2024年4月に米子空港で発生した全日本空輸(ANA)機の重大インシデントについて、国の運輸安全委員会は27日、調査報告書を公表した。着陸しようとした機体が湖面から約77~88メートルまで接近し、対地接近警報装置(GPWS)が作動して緊急の回避操作が行われていた。
滑走路を目視できないまま降下
報告書によると、2024年4月7日午後9時半ごろ、羽田発米子行きのANA389便(乗員・乗客138人)が着陸しようと右旋回しながら降下した際、湖の水面から高さ約77~88メートルまで接近。GPWSが作動して警報を出し、ゴーアラウンド(着陸やり直し)した。機体はグループ会社のANAウイングスが運航していた。
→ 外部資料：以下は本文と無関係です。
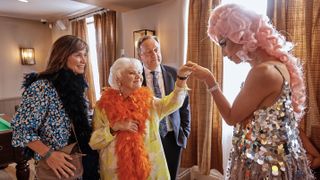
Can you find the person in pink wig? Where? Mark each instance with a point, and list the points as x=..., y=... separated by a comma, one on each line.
x=266, y=112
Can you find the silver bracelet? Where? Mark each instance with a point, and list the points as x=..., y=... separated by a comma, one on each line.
x=213, y=88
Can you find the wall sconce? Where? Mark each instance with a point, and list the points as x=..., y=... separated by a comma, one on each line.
x=27, y=56
x=137, y=35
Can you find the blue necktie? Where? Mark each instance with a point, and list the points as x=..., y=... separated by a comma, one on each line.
x=157, y=92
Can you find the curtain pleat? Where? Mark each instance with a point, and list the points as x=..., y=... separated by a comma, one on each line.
x=105, y=25
x=204, y=145
x=79, y=28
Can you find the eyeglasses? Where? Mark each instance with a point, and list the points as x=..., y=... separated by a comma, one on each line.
x=222, y=42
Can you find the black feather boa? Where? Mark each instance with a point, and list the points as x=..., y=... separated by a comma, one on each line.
x=71, y=89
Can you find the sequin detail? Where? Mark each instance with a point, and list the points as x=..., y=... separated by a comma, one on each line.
x=269, y=146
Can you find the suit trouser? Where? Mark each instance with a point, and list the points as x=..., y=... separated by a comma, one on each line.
x=172, y=152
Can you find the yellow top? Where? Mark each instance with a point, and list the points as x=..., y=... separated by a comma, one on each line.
x=104, y=141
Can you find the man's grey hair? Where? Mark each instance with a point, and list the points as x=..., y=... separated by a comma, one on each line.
x=119, y=66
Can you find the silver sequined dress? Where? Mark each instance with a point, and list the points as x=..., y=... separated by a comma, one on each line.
x=269, y=146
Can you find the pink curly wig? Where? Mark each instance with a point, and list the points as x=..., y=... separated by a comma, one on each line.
x=252, y=31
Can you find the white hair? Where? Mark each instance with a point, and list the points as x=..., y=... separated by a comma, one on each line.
x=119, y=66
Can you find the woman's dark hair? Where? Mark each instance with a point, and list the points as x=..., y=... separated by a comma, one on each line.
x=61, y=50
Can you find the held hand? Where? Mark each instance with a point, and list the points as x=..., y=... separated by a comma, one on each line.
x=58, y=162
x=184, y=71
x=128, y=125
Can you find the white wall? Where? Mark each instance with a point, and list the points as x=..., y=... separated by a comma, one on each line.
x=16, y=33
x=168, y=19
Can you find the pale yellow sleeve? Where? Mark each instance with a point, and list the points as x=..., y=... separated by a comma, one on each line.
x=101, y=136
x=171, y=102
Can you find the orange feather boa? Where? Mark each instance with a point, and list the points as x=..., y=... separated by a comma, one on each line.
x=133, y=161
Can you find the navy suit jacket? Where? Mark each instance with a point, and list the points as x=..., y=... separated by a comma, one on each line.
x=179, y=119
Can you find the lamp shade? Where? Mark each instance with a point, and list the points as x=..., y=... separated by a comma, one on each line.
x=27, y=56
x=137, y=35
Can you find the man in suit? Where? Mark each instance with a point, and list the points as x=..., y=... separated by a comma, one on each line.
x=175, y=128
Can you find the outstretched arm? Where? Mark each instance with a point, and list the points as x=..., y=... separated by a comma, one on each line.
x=262, y=82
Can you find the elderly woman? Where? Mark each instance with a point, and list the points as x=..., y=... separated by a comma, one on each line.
x=126, y=123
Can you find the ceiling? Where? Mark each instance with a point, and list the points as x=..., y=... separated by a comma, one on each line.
x=51, y=10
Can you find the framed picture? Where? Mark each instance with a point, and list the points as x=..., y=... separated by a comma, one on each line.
x=137, y=35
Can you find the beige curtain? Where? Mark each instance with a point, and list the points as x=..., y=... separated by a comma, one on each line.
x=79, y=28
x=105, y=25
x=204, y=145
x=301, y=22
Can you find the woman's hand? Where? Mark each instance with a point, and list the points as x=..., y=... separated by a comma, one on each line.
x=58, y=162
x=127, y=125
x=184, y=71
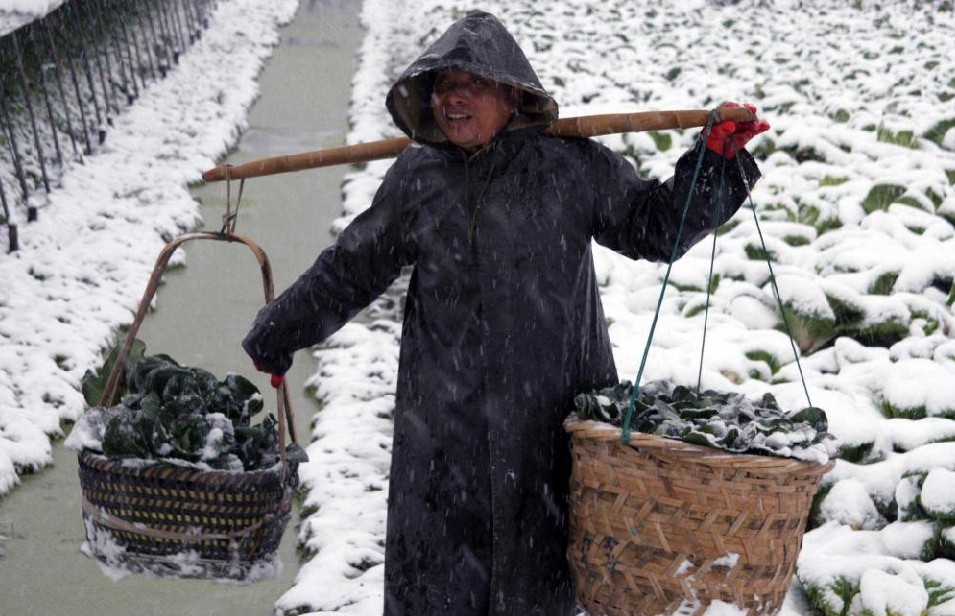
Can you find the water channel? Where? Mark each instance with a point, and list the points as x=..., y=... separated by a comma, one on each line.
x=202, y=312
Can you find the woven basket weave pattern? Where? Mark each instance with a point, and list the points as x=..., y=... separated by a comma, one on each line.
x=235, y=517
x=658, y=523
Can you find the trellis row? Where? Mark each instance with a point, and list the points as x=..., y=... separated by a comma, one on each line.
x=65, y=76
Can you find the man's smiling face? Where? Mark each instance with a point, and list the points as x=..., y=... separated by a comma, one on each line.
x=470, y=110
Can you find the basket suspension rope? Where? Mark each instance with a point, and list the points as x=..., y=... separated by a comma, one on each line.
x=709, y=277
x=625, y=435
x=772, y=280
x=626, y=428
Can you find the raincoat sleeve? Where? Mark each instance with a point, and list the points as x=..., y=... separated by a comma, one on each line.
x=641, y=218
x=345, y=278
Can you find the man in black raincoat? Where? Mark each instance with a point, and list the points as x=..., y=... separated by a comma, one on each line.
x=503, y=324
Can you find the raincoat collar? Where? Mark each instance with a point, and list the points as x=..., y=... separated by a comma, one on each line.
x=478, y=44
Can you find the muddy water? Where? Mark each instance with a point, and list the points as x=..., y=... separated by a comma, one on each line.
x=202, y=312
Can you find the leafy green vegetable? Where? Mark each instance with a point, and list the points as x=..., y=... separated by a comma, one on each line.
x=714, y=419
x=170, y=411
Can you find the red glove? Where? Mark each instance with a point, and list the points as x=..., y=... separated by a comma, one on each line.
x=276, y=379
x=728, y=137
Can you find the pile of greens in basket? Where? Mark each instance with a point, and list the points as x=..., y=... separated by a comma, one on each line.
x=724, y=420
x=177, y=414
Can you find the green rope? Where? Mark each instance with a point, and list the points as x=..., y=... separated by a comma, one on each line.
x=772, y=280
x=625, y=435
x=709, y=276
x=626, y=428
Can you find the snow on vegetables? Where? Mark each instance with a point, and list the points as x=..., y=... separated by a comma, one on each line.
x=178, y=414
x=726, y=421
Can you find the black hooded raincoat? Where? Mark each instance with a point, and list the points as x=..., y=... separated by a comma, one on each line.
x=503, y=325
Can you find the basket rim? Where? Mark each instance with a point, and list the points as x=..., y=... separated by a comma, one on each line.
x=145, y=467
x=602, y=431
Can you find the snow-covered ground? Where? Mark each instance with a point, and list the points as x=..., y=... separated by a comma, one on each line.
x=856, y=207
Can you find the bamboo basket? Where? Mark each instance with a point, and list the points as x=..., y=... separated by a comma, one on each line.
x=178, y=520
x=659, y=526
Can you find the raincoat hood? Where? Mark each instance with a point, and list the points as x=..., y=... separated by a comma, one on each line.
x=478, y=44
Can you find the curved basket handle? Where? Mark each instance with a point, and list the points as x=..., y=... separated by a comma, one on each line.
x=111, y=391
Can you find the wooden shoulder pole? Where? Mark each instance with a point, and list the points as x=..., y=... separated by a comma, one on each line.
x=581, y=126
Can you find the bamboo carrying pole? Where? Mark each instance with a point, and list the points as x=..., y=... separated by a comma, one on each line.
x=582, y=126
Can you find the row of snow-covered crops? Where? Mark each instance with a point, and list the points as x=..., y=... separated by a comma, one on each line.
x=65, y=76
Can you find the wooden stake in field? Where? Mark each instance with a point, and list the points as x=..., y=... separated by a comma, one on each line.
x=582, y=126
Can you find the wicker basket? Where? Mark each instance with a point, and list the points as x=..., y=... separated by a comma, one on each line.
x=179, y=520
x=660, y=526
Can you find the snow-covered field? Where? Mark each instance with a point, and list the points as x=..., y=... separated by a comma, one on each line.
x=856, y=207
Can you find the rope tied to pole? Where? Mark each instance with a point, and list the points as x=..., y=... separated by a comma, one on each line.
x=631, y=407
この事案の直前にも副操縦士の操縦で着陸しようとしていたが、うまくいかずゴーアラウンドしていた。このとき、機長は自動操縦ではなく、副操縦士の練習のためマニュアルで操縦するよう指示している。
機長と副操縦士の状態
2回目の着陸に向けた進入は機長が操縦していた。機長は、通常の経路ではなくショートカットする形で旋回し、飛ぶ方向や姿勢を補助する機器も使っていなかった。滑走路が見えるかどうか隣の副操縦士に何度も尋ねたが、副操縦士は「見えない」と答えていた。通常より降下を始めるタイミングが早く、副操縦士が「早い」と機長に伝えた直後にGPWSが作動した。
社内規程では、安全のため、視界が悪いなかでの着陸時には自動操縦を使うことを推奨している。降下するため周回しながら進入する際は、目視で滑走路や灯火を視認して、滑走路と機体の位置関係を確実に把握するように定めている。
報告書が指摘した原因と課題
報告書は、機長が連続勤務の4日目であり、体調不良などから「業務を実施するうえで必要な身体的能力に支障を来していた可能性がある」と指摘。副操縦士も約1カ月ぶりの飛行で、事案直前の着陸がうまくいかなかったことを気に掛けたことなどから混乱していた。
こうした状況から、機長らが「規程で定めた手順や基準を順守せず、滑走路を視認できないにもかかわらず降下を継続」したことで水面に接近したと指摘した。
事案は発生した日のうちに本社に報告されたが、同社は操縦席のボイスレコーダー(CVR)の記録を取り出さないまま翌日も飛行したため、発生時の記録は保存されていなかった。重大インシデントとして扱われるまでに12日間かかっており、「事故等の発生が疑われる場合は、次に飛行を行う前に必ずCVRを機体から下ろすといった処置が重要」と指摘した。